A startling new discovery about the movement of atoms at temperatures below zero has been made by an international collaboration of scientists including physicists from Culham Centre for Fusion Energy.
The new research – published in Nature Materials journal – goes against what has previously been scientists’ understanding of the diffusion of atoms in heavy materials.
Scientists believed defects in such materials – like tungsten – would freeze when exposed to cryogenic temperatures, but the new research means the quantum movement of sub-atomic particles is a lot more important than first thought.
This could have applications from superconductors in accelerators to fusion devices.
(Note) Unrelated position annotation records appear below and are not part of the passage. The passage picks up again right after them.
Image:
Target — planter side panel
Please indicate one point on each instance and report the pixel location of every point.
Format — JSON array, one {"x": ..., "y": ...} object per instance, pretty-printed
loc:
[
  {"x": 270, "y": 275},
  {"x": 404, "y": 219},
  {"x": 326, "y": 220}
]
The research – supported by the theoretical analysis performed by scientists at CCFE, the French National Centre for Scientific Research, and the University of Leeds – now offers evidence that properties of such heavy materials as tungsten can evolve by diffusion of defects even at very low temperatures.
It could have implications for a variety of areas, including research into the best materials to build future fusion power stations.
The discovery – led by Kazuto Arakawa from Shimane University in Japan – is significant because most crystalline materials like tungsten have imperfections in them, known as defects. These defects also form when materials are irradiated by neutrons, causing them to degrade over time.
Sergei Dudarev, Head of the Materials Modelling Group at CCFE, said: “This combined experimental and theoretical study shows that radiation defects in a material as heavy as tungsten can move at low temperatures close to absolute zero. This is a fundamental step in understanding the dynamics of defects.
“The discovery could have a range of materials science and engineering applications – from superconductors in accelerators to fusion devices.”